Current status of transgenic animal research for human health applications

Background: The current status of genetic engineering animals for biomedical and human health applications, including improving the supply of animal-based food products, was reviewed. Although transgenic animals have been available for almost 30 years only one product, a drug derived from transgenic goats' milk, has been approved for use anywhere in the world.
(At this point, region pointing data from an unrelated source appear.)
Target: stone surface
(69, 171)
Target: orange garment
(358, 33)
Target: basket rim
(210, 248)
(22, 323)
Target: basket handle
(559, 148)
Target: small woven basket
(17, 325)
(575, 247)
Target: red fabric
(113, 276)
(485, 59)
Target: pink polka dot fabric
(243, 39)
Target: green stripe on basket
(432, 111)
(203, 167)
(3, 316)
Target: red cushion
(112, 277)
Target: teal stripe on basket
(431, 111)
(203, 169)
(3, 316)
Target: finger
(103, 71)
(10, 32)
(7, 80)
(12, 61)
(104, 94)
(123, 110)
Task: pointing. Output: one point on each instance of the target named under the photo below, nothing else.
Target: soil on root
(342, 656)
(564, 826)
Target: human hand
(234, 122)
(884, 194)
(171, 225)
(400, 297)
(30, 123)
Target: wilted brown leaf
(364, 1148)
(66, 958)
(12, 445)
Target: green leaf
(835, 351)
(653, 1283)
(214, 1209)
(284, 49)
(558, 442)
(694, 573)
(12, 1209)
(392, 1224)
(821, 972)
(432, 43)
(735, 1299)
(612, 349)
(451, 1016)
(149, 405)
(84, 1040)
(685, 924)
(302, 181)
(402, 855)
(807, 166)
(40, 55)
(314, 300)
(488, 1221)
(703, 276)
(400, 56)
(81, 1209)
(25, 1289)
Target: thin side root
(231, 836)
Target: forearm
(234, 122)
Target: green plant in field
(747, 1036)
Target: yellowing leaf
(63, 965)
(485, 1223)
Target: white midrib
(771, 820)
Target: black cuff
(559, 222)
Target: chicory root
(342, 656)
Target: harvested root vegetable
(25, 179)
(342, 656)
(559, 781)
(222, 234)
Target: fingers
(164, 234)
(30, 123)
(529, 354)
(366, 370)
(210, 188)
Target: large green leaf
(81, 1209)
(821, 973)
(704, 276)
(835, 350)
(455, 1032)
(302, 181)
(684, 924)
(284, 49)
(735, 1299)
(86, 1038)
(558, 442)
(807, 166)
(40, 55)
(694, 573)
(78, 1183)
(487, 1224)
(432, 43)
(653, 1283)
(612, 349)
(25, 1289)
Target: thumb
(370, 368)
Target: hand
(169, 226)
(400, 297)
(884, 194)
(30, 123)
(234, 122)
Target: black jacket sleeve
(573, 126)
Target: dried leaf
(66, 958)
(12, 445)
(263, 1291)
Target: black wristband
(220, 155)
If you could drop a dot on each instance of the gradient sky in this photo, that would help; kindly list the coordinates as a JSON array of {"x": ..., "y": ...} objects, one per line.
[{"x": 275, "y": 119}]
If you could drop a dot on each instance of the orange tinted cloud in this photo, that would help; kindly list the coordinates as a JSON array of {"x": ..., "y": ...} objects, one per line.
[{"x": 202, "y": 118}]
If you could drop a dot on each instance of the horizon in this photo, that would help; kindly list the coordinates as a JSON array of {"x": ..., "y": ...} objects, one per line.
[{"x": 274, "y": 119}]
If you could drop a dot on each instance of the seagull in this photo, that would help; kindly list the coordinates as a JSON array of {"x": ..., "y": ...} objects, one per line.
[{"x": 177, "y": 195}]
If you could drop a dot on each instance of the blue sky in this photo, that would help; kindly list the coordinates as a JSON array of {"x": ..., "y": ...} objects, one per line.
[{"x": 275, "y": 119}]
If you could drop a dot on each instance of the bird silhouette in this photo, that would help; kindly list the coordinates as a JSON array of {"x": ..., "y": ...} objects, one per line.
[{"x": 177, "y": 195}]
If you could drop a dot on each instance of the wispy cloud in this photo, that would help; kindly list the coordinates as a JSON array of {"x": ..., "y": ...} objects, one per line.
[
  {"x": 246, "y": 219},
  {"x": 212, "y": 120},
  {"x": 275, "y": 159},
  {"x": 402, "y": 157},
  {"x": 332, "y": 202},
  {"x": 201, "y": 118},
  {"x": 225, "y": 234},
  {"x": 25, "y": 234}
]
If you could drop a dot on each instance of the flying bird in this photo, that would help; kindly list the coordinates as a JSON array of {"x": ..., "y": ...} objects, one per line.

While a number of technical issues limited efficiency initially, products coming to market were hindered by the lack of a regulatory framework and compounded by opposition from anti-biotechnology groups. Review: As presented in the review, the production of genetically engineered livestock has progressed from the initial technology of pronuclear microinjection through to the wide-spread use today of somatic cell nuclear transfer-based cloning technology following the transfection of cells in culture with methods such as lipofection or electroporation. There also was significant progress in the development of systems based upon lentivirus or adeno-associated virus-based vectors. More recently, advances occurred based on transposon-mediated transgenesis. In conjunction with advances in methods to genetically engineer livestock, there are also advances, such as the use of zinc-finger nucleases and transient depletion of endogenous non-homologous recombination systems, to increase the efficiency of homologous recombination-based gene targeting. Applications range from the production of pharmaceutical proteins, silk for use in sutures and scaffolds for cellular regeneration, and xenotransplantation through to the development of transgenic animals that improve animal production and the nutritional value of animal-based food products. Both of these agricultural applications are important for maintaining the global production of sufficient meat-based products in an economically and environmentally sustainable manner in the face of a dramatically increasing human population. Conclusion: Advances in the production of genetically engineered animals and identification of useful applications have significantly improved and have set the stage for the adoption of transgenic animals. Brazil, because of recent technological developments and the adoption of regulatory guidelines is now in a strong position to benefit from genetically engineered animals and to contribute to the leadership in the adoption of transgenic animals for applications to improve human and animal health and well-being.